La historia está llena de interesantes y también estériles discusiones acerca de la Trinidad. Muchos se han “devanado los sesos” tratando de comprender, argumentar, defender e incluso formular aquello que, “per se”, está por encima de nuestro entendimiento. Yo he participado de algunas de estas acaloradas charlas, con ímpetu apologético, pero con los años he comprendido que, si bien no han sido una completa pérdida de tiempo, no han sido tampoco la mejor manera de aprovecharlo.
La cuestión no es sencilla y es preciso considerar varios elementos: ¿Existe Dios? ¿Quién es? ¿Es posible que se haya manifestado a los hombres? ¿Sus manifestaciones deben ligarse exclusivamente a un pueblo, una religión, una organización? Comprenderá el lector que siquiera intentar responder a estas preguntas y enfrentarse a las implicaciones de las respuestas dadas, es una tarea similar a la de aquél que se puso en camino, con el objetivo de cruzar las montañas, en busca de una salida al mar. Tarde o temprano terminaremos por rendirnos. Así que lo mejor es tratar de encontrar las implicaciones para nuestra vida práctica de cualquiera que sea nuestra posición y refugiarnos en la seguridad de algún macondo.
Yo soy de los que creen que Dios es “Uno y Trino”, que se ha manifestado a través de la historia de muchas maneras, en diversas locaciones y a todos los pueblos; y que, aún aquellos que se encuentran más lejos de las verdades por mí aceptadas, llevan en sí “las semillas del Verbo”.
Así pues, creo que el universo tuvo un origen, que esta inmensidad de la que soy parte pero que por doquier me sobrepasa, no surgió por sí misma de la nada, que la belleza y la perfección no son simples causalidades atribuibles al azar, sino que detrás de las vicisitudes prehistóricas que dieron origen a la materia, la energía, el espacio y el tiempo, y que luego formaron todo lo existente, se encuentra la inteligencia y omnipotencia de un Dios que es mi Padre, aunque yo no siempre sea muy buen hijo.

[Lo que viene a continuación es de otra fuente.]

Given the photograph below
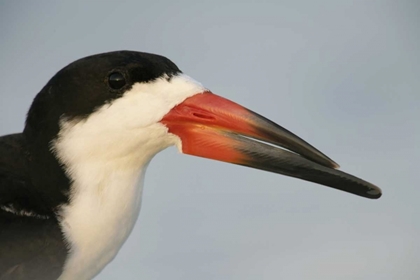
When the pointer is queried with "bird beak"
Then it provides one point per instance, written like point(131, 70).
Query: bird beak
point(213, 127)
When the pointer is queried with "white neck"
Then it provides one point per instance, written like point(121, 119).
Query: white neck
point(106, 156)
point(99, 220)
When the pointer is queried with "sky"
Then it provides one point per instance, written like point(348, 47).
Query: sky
point(343, 75)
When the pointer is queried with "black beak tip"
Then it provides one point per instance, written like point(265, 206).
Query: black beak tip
point(374, 193)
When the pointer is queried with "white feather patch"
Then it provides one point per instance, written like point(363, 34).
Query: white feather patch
point(106, 156)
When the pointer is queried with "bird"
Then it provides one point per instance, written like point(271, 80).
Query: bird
point(71, 183)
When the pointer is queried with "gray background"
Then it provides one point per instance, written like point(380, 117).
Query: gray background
point(344, 75)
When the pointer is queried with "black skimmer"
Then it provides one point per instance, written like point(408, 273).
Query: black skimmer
point(71, 182)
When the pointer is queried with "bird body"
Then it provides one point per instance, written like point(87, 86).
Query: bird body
point(71, 183)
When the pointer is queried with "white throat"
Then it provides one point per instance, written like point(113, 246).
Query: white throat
point(106, 156)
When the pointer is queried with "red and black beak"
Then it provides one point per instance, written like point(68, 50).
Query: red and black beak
point(213, 127)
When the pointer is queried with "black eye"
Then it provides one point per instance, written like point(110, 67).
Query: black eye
point(116, 80)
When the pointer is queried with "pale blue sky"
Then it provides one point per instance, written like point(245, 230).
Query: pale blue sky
point(343, 75)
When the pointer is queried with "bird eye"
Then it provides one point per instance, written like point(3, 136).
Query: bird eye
point(116, 80)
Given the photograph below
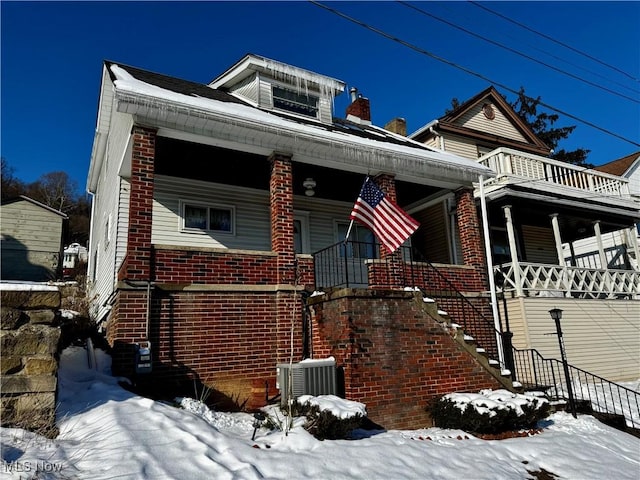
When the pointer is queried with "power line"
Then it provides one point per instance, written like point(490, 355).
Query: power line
point(554, 40)
point(466, 70)
point(512, 50)
point(528, 57)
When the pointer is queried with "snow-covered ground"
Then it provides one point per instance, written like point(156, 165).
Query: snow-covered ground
point(107, 432)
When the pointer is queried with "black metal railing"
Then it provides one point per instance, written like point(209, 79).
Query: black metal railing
point(535, 372)
point(361, 264)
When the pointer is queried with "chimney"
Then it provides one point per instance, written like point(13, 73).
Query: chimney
point(358, 110)
point(397, 125)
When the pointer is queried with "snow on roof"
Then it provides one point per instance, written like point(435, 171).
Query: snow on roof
point(7, 286)
point(148, 95)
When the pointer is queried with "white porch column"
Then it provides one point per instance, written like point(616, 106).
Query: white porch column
point(558, 239)
point(513, 249)
point(603, 258)
point(490, 273)
point(632, 235)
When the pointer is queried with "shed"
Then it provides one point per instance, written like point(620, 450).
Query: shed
point(32, 236)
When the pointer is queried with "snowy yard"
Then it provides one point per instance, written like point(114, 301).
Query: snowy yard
point(107, 432)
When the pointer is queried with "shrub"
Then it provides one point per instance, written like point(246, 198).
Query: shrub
point(488, 412)
point(323, 424)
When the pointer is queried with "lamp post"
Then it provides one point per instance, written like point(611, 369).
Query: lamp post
point(507, 335)
point(556, 315)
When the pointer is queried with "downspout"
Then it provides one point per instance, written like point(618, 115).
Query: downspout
point(492, 283)
point(435, 134)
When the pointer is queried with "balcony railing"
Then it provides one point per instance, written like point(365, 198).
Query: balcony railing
point(512, 163)
point(555, 280)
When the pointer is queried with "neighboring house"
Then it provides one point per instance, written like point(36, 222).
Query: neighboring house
point(75, 256)
point(32, 236)
point(537, 209)
point(617, 249)
point(210, 205)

Creo, además, que por mí, el cielo envió a la tierra un Salvador y que, su muerte en la cruz es la más grande manifestación del amor. Sin importar mis yerros, ni mi obstinación en el mal, está siempre presto a levantarme mientras me mira a los ojos y me dice: “yo no te condeno, vete en paz”. Es el Hijo del Padre que quiso hacerme su hermano y que no se arrepiente de ello, aunque yo innumerables veces haya sido fratricida.
Finalmente, creo que obrar el bien, aunque esté a mi alcance, no depende exclusivamente de mí. Soy, de alguna manera (sin que suene a herejía), el campo de batalla en el que el bien y el mal combaten en una guerra sin cuartel, y me vería perdido en la vorágine de la vida si no contara con el auxilio del “dulce huésped del alma”. Esta divina presencia me anima a practicar el bien y me impulsa a evitar el mal, mientras testifica en mi interior que soy hijo del Padre gracias a la muerte y resurrección del Hijo que me hizo templo de su Santo Espíritu. ¿Qué crees tú? Feliz domingo.